Monday, December 2, 2013

How Does TIDE Differ From Other Derachim and What Do We Do About It?

God gave the Torah at Har Sinai and in the Midbar. This much we believe. It tells us our purpose in life and what to do with our lives. But it's a big book and hard to understand completely. It contains commandments, many types of them. We do our best to understand them and to pursue them. This much we know for sure.

Within that, different schools of thought have developed. In a way, they are all throwaway. We are Jews. We try to keep the Torah. The different paths are all means to that end. That's why we need to love people from all camps and not get too worked up about our particular camp or else we are missing the whole point.

If you are Haredi, wonderful. Be a good Haredi Jew. If you are Modern, wonderful. Be a good MO Jew. If you are TIDE, wonderful. Be a good TIDE Jew. But be a Jew first and last. You want to fight with people. Fight with people. But make up. Be friends in the end.
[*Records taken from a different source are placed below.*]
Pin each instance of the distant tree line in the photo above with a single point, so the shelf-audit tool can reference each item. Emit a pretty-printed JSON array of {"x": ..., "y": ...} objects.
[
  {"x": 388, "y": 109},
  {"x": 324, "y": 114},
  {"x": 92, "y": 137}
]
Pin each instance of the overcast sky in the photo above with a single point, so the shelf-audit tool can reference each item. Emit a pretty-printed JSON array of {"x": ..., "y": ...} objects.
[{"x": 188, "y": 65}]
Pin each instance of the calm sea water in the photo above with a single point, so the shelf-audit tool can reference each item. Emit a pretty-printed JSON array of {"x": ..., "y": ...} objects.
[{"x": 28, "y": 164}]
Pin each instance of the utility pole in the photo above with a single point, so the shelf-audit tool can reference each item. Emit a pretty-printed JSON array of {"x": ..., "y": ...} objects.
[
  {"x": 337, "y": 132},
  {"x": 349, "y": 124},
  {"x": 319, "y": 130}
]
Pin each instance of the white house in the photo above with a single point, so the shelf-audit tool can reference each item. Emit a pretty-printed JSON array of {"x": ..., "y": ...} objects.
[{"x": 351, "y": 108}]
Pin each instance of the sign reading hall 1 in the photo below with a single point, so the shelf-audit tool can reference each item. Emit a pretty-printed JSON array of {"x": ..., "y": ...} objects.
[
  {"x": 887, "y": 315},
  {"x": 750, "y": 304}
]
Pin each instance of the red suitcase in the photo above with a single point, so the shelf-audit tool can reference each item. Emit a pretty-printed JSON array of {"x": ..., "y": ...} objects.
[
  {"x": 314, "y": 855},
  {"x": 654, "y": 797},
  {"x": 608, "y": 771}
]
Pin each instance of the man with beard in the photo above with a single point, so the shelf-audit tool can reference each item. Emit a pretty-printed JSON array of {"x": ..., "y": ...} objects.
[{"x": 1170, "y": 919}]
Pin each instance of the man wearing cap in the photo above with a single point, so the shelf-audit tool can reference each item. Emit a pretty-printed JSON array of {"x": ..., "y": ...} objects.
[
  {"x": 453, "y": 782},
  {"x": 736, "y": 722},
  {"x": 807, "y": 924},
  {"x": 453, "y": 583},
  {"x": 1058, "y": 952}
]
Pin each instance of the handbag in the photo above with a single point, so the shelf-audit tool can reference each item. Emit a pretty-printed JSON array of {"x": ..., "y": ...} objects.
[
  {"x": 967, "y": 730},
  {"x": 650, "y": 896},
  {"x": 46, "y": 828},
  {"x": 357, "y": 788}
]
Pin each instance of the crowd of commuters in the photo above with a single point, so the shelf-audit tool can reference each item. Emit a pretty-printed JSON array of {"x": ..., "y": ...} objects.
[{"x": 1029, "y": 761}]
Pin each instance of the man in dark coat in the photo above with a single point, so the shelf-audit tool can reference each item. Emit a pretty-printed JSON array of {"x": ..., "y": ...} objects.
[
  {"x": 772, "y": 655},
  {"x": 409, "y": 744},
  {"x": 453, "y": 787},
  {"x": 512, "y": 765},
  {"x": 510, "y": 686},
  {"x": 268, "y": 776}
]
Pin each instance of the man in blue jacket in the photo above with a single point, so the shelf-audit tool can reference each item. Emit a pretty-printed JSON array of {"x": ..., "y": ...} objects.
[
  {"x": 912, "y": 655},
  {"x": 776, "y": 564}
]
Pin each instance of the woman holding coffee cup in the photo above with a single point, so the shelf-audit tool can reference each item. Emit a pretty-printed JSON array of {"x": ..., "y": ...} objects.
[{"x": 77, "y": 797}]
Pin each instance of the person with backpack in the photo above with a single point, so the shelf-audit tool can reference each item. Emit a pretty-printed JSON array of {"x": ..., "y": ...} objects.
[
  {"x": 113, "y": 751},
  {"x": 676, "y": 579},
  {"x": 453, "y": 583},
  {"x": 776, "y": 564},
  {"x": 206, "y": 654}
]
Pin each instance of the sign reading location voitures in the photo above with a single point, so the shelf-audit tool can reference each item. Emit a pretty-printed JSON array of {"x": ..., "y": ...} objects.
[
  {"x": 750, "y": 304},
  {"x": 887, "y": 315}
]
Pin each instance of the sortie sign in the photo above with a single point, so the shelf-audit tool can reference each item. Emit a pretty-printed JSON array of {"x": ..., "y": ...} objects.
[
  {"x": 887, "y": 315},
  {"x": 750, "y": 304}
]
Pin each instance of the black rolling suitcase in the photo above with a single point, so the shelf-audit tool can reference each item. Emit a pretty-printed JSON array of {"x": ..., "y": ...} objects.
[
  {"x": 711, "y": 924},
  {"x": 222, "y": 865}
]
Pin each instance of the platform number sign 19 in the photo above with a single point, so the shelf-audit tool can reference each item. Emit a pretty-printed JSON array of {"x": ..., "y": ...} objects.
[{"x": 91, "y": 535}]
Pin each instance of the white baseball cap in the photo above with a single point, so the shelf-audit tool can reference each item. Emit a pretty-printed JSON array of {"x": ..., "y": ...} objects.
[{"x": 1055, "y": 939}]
The different derachim differ of course and they overlap. Take Rabbi Miller. His philosophy is not TIDE because he advocates staying away from gentile society as much as possible. He'll tell you to go to work but only to earn money and to perfect your middos. Dealing with a difficult boss refines the character he'll say. TIDE will say going to work allows you to contribute to your host society as well. It allows you to be part of humanity. Rabbi Miller doesn't mention those points. He might acknowledge them. He might scoff at them. I don't know. But his approach might work well for a guy from Brooklyn. That in the end, is who Rabbi Miller is speaking to. It won't work well for a guy from the Midwest who comes quite frankly from a much more civilized place than Brooklyn, which is a tough place. So one derech for the Brooklyn guy. One derech for the guy from Illinois where strangers say hello to each other on the street. It's all Torah. Different paths for people in different situations. On this blog, when R' Miller offers a TIDE thought we share it. Same with Rav Kook. He was huge Zionist of course. TIDE is suspicious of that philosophy. A religious Zionist might tell you that you must move to Eretz Israel. TIDE believes you can practice Judaism wherever you are. (R' Soloveitchik concurs). But when R' Kook shares a TIDE thought we share it on this blog. He was a tzadick and a great scholar. We don't have to deliver only the Torah of R' Hirsch here even though his derech was TIDE through and through. 

R' Hirsch is our master guide. If he argues with another gadol, I go with him. But if they agree, why not cite that other gadol who may explain an idea well even though they disagree elsewhere?

Haredism and TIDE overlap. Hareidsm and MO overlap.  TIDE likely overlaps with those two more than they overlap with each other. Whatever. 

They all come from the same source so like brothers and sisters they will resemble their parents. 

The musician Bruce Springsteen once said about music rock n' roll music that you have to approach it like it's the most serious thing in the world and at the same time remember that it's only rock n'roll.

Same here. We take our derech seriously. And then we remember that it's throwaway. It's a means. It's not the end. 

This is very hard for Orthodox Jews to do. If ever I met a group of people that take themselves too seriously, this is the group! And who, by their recognition of a supreme being and of eternity should take themselves less seriously? Maybe we aren't thinking enough about that supreme being.